Bij onze conclusie en aanbeveling over de resultaatmeting geeft de minister aan dat ze zich slechts gedeeltelijk kan vinden in onze visie dat er nog inspanningen nodig zijn voor betere resultaatmeting. De minister vindt dat een aantal van onze formuleringen niet de lading dekt van ons onderzoek en de gezamenlijke inspanning te kort doet. De minister merkt op dat de evaluatiedekking voor het Ministerie van BZ voldoende is en  beschrijft de inspanningen voor resultaatmeting en evaluatie die het Ministerie van BZ de afgelopen jaren heeft gedaan. Het gaat hier met name om de beleidsdoorlichtingen van de evaluatiedienst IOB, het Quality@Entry proces, de resultatenrapportages en de recente voortgangsrapportages over de speerpunten.

Nawoord Algemene Rekenkamer

We stellen vast dat de minister voor BHOS het rapport als een waardevolle bijdrage beschouwt en het eens is met onze belangrijkste conclusies over kennismanagement en informatie-uitwisseling.

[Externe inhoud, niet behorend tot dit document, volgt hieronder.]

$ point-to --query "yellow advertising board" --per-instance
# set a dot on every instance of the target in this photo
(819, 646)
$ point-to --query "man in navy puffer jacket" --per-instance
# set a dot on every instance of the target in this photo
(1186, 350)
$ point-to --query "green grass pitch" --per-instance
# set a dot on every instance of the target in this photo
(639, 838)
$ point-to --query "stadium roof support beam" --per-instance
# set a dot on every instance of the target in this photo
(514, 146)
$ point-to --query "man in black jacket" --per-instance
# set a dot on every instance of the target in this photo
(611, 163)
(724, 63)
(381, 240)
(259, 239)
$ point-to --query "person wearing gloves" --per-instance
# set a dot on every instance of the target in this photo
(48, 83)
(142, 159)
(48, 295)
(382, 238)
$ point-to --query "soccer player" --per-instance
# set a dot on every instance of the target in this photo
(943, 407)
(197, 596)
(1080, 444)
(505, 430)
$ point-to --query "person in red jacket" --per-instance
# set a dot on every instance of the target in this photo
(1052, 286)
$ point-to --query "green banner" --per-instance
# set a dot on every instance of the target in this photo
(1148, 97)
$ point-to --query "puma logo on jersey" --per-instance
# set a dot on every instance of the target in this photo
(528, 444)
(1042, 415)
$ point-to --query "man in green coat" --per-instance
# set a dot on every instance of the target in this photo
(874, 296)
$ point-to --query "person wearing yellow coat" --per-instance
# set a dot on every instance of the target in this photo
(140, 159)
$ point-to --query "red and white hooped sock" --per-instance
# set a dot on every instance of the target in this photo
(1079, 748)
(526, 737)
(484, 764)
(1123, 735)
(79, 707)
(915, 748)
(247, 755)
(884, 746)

De minister geeft nadere uitleg bij onze constatering over het cijfermatige grote aandeel dat gaat naar multilaterale organisaties. Wij benadrukken dat we achter de cijfers van de kanaalverdeling hebben gekeken om het aandeel van de multilaterale organisaties duidelijk te maken. De nadere  uitleg over de lagere realisatie bij private sectorontwikkeling zien we als een nuttige aanvulling op de uitleg in het Jaarverslag 2012 van het Ministerie van BZ waarin deze lagere realisatie uitsluitend wordt toegeschreven aan vertragingen.  

De minister draagt in een bijlage actuele informatie aan waaraan wij aandacht zullen besteden in ons Verantwoordingsonderzoek naar de jaarverantwoording 2013 van het Ministerie van Buitenlandse Zaken.

De relatief hoge evaluatiedekking van het  ministerie is op zich gunstig. Onze conclusie betreft echter de door de IOB (ook) vastgestelde magere kwalitatieve kant van evaluaties uitgevoerd door ambassades.